Picoblaze offers a lot of bang for the buck. Especially in S3, where you have 1k program space. Since it sounds like you have to handle a lot of task which are not too time critical, I would go for the Picoblaze. Also, odification in the control algorithm are done much easier in the picoblaze than in a FSM.

Regards Falk

Reply to
Falk Brunner

The PicoBlaze is absolute gem and easy to use. At one block ram and under a hundred slices in size it is not that big, but can do quite a lot of work. One of the things that I like about it is that I can change its program without having to resynthesize and place and route again.

They are very well suited for large state machines that need to deal with events at microsecond or slower rates. We have used them on a V4FX with the TEMAC to offload a custom IP/UDP protocol at GIGE rates, on a Spartan3e to read the file system on a MiniSD card, and on a V2 to run the adapation algorithm of some adaptive filters.
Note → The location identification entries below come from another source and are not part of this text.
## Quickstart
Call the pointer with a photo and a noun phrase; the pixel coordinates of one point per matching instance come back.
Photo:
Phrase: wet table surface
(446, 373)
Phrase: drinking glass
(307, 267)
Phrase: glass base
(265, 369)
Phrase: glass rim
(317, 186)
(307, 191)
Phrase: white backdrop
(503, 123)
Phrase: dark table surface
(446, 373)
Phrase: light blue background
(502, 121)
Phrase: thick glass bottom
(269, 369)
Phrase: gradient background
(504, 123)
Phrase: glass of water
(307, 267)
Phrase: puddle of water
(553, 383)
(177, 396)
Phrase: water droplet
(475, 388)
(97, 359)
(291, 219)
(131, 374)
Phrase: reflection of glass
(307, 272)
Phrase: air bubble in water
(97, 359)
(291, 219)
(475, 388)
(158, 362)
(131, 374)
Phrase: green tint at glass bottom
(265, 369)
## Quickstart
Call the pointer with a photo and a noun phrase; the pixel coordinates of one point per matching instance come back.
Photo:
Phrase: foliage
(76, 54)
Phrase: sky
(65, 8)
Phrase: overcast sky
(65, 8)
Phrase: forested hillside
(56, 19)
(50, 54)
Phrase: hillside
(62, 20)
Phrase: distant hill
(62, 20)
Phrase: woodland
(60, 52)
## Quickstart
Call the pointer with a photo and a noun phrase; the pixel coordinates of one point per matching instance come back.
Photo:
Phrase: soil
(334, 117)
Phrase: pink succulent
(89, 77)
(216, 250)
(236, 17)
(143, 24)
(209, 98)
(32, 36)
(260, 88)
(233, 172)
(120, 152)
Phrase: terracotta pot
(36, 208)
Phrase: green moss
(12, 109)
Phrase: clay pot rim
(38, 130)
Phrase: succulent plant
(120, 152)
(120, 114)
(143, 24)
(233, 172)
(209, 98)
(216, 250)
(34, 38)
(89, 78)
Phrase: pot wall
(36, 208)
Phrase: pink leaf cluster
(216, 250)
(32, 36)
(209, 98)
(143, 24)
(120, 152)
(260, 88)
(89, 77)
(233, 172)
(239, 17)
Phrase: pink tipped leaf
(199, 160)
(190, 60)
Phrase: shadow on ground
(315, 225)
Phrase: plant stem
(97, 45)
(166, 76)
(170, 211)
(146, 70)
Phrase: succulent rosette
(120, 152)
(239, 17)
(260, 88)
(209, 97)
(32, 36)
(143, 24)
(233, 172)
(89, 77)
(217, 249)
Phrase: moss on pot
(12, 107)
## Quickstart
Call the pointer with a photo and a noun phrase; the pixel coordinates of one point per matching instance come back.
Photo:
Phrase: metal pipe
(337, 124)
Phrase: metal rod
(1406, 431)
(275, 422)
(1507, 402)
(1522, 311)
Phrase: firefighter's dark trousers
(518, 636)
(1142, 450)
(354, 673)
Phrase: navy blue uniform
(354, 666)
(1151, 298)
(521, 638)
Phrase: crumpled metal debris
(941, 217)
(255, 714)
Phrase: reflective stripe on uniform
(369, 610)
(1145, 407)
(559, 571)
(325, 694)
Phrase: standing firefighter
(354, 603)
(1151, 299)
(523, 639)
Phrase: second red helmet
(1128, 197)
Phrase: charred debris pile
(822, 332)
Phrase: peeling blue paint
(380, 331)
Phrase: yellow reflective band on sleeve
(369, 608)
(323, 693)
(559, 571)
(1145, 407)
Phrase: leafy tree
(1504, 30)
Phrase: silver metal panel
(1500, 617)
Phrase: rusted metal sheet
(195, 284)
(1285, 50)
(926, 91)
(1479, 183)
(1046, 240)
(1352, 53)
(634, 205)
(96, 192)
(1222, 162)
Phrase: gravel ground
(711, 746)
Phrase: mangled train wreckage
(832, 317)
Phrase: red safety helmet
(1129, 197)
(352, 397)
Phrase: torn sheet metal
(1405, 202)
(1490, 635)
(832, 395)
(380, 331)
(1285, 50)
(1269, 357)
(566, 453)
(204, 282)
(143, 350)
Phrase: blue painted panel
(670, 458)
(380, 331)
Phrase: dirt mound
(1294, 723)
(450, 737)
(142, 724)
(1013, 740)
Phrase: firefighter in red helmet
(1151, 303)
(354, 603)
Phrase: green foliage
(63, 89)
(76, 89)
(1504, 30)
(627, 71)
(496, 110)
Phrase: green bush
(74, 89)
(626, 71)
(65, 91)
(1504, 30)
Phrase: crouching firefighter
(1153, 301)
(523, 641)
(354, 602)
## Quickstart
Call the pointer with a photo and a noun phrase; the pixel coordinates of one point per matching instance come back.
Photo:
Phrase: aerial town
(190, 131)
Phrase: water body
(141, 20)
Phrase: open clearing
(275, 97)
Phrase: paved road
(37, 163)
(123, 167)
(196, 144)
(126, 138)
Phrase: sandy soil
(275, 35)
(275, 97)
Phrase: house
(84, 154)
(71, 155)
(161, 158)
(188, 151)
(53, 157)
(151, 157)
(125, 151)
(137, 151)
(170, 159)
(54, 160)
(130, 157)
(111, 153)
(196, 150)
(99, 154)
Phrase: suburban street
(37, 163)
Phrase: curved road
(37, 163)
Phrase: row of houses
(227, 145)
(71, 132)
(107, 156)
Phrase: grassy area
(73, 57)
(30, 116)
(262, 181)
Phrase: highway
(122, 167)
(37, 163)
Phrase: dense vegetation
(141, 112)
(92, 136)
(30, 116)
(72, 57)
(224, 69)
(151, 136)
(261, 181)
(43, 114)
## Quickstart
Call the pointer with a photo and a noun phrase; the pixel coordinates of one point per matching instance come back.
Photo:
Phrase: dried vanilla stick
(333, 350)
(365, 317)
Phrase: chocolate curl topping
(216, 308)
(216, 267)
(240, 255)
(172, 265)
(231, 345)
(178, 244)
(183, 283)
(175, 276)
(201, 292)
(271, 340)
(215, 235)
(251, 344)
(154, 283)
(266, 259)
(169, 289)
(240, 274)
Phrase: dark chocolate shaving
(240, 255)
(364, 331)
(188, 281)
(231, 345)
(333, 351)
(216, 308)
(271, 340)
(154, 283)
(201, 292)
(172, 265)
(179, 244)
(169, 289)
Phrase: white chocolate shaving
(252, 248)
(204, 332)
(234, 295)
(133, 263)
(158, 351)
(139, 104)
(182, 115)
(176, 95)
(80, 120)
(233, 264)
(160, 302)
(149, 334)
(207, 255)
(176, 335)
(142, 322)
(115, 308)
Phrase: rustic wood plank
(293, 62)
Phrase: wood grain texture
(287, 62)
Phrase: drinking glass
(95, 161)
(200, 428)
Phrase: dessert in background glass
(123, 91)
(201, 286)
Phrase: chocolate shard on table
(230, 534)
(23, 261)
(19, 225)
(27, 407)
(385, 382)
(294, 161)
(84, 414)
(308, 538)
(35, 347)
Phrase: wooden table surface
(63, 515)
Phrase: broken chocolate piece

In all of these applications, I think that it was simpler to write the assembly code than it would have been to write a VHDL/Verilog state machine, and probably used less resources as well.

On the Xilinx web site, there is a fourm dedicated to the PicoBlaze with some links to PicoBlaze programs for IIC, serial ports etc that may be of interest to you as examples.

Regards,

John McCaskill

Reply to
John McCaskill

In general, if you can easily turn a hardware problem into software, that's probably the right thing to do.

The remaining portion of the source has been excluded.